Jusque-là, les essais avaient porté sur certaines parties seulement de la filière, notamment la mise en température des fours. « Les tests vont désormais concerner à la fois le tri des déchets, l'incinération et l'extraction des résidus de combustion », détaille le porte-parole d'Urbaser. Cette phase expérimentale devrait se poursuivre jusqu'au démarrage officiel de l'incinérateur, prévu pour la première semaine de janvier. En vitesse de croisière, il devrait brûler au minimum 250 000 tonnes de déchets par an. A l'agglomération Ouest-Provence, la nouvelle a entraîné un branle-bas de combat.

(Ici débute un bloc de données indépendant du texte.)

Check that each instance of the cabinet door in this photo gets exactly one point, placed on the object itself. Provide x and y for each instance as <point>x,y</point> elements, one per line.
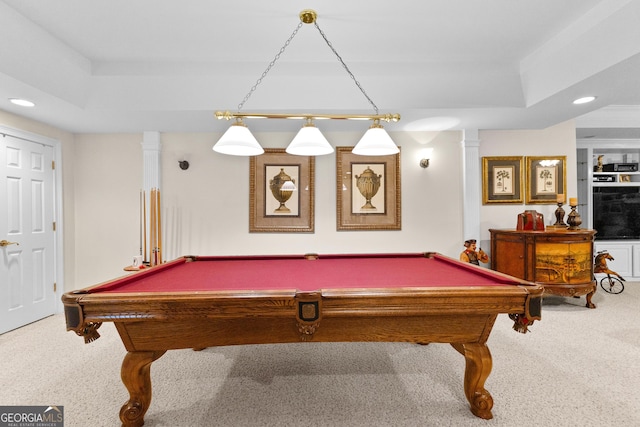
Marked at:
<point>509,257</point>
<point>563,262</point>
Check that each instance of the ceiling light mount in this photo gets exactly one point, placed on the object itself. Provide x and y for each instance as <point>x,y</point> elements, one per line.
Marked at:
<point>308,16</point>
<point>309,141</point>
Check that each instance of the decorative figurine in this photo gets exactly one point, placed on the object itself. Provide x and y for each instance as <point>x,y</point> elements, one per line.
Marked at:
<point>599,166</point>
<point>471,255</point>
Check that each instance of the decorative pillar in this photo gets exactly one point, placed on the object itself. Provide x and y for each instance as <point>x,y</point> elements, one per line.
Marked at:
<point>471,184</point>
<point>150,234</point>
<point>151,147</point>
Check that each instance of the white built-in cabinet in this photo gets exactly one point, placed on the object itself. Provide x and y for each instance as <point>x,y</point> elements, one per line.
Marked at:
<point>609,199</point>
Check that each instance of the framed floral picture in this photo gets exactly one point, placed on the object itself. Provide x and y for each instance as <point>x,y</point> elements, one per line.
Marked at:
<point>502,180</point>
<point>368,191</point>
<point>546,178</point>
<point>281,192</point>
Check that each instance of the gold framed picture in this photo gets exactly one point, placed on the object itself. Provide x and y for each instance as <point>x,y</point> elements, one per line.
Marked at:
<point>546,178</point>
<point>502,180</point>
<point>368,191</point>
<point>281,192</point>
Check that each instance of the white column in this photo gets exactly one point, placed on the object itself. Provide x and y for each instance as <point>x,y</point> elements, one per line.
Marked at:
<point>151,178</point>
<point>471,184</point>
<point>151,148</point>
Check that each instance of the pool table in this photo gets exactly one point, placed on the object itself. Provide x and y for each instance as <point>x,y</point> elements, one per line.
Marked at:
<point>203,301</point>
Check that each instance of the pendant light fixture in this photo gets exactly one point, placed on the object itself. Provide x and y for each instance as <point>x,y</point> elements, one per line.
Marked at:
<point>238,139</point>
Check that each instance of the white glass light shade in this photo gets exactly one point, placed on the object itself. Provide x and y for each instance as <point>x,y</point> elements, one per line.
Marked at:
<point>238,141</point>
<point>309,141</point>
<point>375,142</point>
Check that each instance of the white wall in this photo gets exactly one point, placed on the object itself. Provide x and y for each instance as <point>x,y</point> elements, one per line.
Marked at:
<point>209,202</point>
<point>559,140</point>
<point>205,209</point>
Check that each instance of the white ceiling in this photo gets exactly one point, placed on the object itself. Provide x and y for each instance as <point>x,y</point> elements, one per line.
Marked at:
<point>165,65</point>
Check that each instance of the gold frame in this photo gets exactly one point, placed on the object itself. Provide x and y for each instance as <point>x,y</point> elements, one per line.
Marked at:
<point>545,190</point>
<point>262,216</point>
<point>386,215</point>
<point>494,187</point>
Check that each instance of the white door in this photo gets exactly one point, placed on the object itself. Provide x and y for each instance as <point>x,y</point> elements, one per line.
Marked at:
<point>27,255</point>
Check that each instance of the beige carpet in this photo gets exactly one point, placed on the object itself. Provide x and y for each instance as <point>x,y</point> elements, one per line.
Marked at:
<point>578,367</point>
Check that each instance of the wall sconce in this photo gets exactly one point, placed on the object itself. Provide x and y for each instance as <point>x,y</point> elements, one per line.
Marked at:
<point>426,156</point>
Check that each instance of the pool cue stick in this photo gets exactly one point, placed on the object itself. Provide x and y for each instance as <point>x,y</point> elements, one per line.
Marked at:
<point>140,220</point>
<point>159,225</point>
<point>152,231</point>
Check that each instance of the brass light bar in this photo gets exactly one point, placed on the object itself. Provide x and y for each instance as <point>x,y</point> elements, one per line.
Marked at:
<point>381,117</point>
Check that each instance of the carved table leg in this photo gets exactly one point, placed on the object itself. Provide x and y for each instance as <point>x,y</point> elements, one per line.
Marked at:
<point>477,370</point>
<point>136,376</point>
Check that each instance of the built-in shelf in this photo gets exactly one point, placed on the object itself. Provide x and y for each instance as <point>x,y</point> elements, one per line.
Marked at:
<point>607,199</point>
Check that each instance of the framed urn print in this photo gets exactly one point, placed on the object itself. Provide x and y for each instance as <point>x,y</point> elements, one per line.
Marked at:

Bernard Granié, président (PS) de l'agglomération, menace de « rappeler en temps utile ses promesses » à ses camarades socialistes qui dirigent MPM. A la veille des régionales, les socialistes de Fos pourraient-ils faire défaut au PS ? L'hypothèse est balayée d'un revers de main par plusieurs socialistes marseillais, qui soulignent les « beaux scores » réalisés par le parti à Fos lors des européennes. Malgré une participation de seulement 33 % des inscrits, le PS avait recueilli 20 % des voix, devançant l'UMP et Europe Ecologie.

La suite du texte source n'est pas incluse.